Sempre não
Um
cavaleiro, casado com uma dama nobre e formosa, teve de ir fazer uma longa
jornada: receando acontecesse algum caso desagradável enquanto estivesse
ausente, fez com que a mulher lhe prometesse que enquanto ele estivesse fora de
casa diria a tudo: – Não. Assim pensava o cavaleiro que resguardaria o seu
castelo do atrevimento dos pajens ou de qualquer aventureiro que por ali
passasse. O cavaleiro já havia muito que se demorava na corte, e a mulher
aborrecida na solidão do castelo não tinha outra distração senão passar as
tardes a olhar para longe, da torre do miradouro. Um dia passou um cavaleiro,
todo galante, e cumprimentou a dama: ela fez-lhe a sua mesura. O cavaleiro
viu-a tão formosa, que sentiu logo ali uma grande paixão, e disse:
–
Senhora de toda a formosura!
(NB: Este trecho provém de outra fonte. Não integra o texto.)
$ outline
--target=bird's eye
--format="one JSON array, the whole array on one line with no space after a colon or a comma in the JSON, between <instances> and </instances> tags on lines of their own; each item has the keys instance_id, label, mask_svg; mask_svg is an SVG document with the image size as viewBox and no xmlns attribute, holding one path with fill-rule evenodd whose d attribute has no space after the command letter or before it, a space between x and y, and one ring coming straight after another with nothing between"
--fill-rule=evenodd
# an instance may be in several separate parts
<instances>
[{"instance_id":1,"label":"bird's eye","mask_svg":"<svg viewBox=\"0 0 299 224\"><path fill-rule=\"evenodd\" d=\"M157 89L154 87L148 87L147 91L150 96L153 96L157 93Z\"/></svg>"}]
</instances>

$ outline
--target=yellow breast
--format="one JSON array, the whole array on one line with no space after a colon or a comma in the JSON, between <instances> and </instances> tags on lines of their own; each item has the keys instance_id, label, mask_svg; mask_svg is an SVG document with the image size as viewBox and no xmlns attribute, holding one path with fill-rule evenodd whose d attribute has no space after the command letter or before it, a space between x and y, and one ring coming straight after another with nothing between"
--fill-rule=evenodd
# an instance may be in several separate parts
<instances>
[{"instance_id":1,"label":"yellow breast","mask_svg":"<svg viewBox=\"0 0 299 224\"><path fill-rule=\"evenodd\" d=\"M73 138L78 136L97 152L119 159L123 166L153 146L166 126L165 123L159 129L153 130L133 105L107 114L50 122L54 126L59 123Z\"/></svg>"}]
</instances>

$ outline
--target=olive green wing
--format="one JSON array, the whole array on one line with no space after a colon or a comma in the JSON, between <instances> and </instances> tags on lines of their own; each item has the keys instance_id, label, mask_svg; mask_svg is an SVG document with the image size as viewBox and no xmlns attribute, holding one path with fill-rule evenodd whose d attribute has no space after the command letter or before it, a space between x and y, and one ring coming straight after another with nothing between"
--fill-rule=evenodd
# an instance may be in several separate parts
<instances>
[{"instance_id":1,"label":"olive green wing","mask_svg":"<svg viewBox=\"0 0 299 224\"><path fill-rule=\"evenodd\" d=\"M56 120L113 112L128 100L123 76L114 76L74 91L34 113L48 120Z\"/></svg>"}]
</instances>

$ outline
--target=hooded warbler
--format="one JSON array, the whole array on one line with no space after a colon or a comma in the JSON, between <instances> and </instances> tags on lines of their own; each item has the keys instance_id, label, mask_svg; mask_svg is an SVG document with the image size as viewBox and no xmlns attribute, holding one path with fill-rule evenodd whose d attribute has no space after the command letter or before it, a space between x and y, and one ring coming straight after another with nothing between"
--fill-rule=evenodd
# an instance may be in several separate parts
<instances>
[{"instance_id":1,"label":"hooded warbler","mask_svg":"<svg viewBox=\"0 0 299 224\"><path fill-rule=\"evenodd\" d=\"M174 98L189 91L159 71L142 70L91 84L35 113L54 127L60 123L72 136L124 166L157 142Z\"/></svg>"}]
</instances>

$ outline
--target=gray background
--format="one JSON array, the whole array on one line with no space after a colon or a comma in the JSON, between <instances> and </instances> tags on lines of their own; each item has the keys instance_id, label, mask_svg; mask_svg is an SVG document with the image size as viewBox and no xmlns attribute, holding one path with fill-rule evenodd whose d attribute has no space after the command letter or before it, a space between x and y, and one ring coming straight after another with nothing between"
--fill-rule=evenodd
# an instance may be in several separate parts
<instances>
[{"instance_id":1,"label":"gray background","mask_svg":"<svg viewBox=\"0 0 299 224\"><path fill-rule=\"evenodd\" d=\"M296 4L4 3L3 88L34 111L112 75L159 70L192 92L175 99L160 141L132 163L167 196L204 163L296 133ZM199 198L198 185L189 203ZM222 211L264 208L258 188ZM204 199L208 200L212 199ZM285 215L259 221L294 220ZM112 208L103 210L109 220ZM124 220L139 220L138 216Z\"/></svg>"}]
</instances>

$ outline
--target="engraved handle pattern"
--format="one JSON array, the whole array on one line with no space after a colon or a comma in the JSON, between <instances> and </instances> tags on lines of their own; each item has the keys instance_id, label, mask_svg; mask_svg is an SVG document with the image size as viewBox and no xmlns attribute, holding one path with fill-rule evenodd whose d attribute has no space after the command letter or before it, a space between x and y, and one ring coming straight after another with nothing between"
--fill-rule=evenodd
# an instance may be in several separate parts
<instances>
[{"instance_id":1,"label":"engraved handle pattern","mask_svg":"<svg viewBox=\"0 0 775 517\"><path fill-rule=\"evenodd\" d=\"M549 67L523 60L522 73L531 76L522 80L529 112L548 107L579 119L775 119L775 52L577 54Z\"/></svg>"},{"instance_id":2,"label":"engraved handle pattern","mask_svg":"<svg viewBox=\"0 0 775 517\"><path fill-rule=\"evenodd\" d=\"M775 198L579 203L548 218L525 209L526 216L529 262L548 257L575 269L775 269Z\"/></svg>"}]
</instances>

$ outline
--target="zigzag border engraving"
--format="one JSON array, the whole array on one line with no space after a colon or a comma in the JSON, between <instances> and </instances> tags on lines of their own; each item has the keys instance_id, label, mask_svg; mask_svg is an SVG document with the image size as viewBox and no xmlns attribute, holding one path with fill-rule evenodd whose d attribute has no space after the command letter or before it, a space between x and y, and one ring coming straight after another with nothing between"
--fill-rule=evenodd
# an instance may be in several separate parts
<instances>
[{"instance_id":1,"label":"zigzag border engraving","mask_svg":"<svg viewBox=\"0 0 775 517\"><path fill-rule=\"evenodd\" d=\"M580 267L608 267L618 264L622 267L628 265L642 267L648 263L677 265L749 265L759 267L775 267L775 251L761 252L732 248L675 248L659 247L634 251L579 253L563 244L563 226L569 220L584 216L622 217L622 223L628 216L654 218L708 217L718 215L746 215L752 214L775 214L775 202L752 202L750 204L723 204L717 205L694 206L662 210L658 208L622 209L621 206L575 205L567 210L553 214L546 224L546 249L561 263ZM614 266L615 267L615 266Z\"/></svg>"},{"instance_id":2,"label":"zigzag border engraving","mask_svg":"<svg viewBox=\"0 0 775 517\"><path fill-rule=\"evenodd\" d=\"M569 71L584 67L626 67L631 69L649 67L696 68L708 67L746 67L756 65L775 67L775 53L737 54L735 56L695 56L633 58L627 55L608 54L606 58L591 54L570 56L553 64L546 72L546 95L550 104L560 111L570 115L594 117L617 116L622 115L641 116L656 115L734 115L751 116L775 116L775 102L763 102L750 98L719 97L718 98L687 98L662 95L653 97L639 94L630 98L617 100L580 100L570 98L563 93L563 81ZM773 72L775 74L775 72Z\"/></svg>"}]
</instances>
Consentis que descanse esta noite no vosso solar?
Ela
respondeu:
–
Não!
O
cavaleiro ficou um pouco admirado da secura daquele não, e continuou:
–
Pois quereis que seja comido dos lobos ao atravessar a serra?
Ela
respondeu:
–
Não.
Mais
pasmado ficou o cavaleiro com aquela mudança, e insistiu:
–
E quereis que vá cair nas mãos dos salteadores ao passar pela floresta?
Ela
respondeu:
–
Não.
Começou
o cavaleiro a compreender que aquele Não seria
talvez sermão encomendado, e virou as suas perguntas:
–
Então fechais-me o vosso castelo?
Ela
respondeu:
–
Não.
–
Recusais que pernoite aqui?
–
Não.
Diante
destas respostas o cavaleiro entrou no castelo e foi conversar com a dama e a tudo
o que lhe dizia ela foi sempre respondendo
–
Não.
Quando
no fim do serão se despediam para se recolherem a suas câmaras, disse o
cavaleiro:
–
Consentis que eu fique longe de vós?
Ela
respondeu:
–
Não.
–
E que me retire do vosso quarto?
–
Não.
O
cavaleiro partiu, e chegou à corte, onde estavam muitos fidalgos conversando ao
braseiro, e contando as suas aventuras. Coube a vez ao que tinha chegado, e
contou a história do Não; mas
quando ia já a contar a modo como se metera na cama da castelã, o marido já sem
ter mão em si, perguntou agoniado:
–
Mas onde foi isso cavaleiro?
O
outro percebeu a aflição do marido e continuou sereno:
–
Ora quando ia eu a entrar para o quarto da dama, tropeço no tapete, sinto um
grande solavanco, e acordo! Fiquei desesperado em interromper-se um sonho tão
lindo.
O
marido respirou aliviado, mas de todas as histórias foi aquela a mais estimada.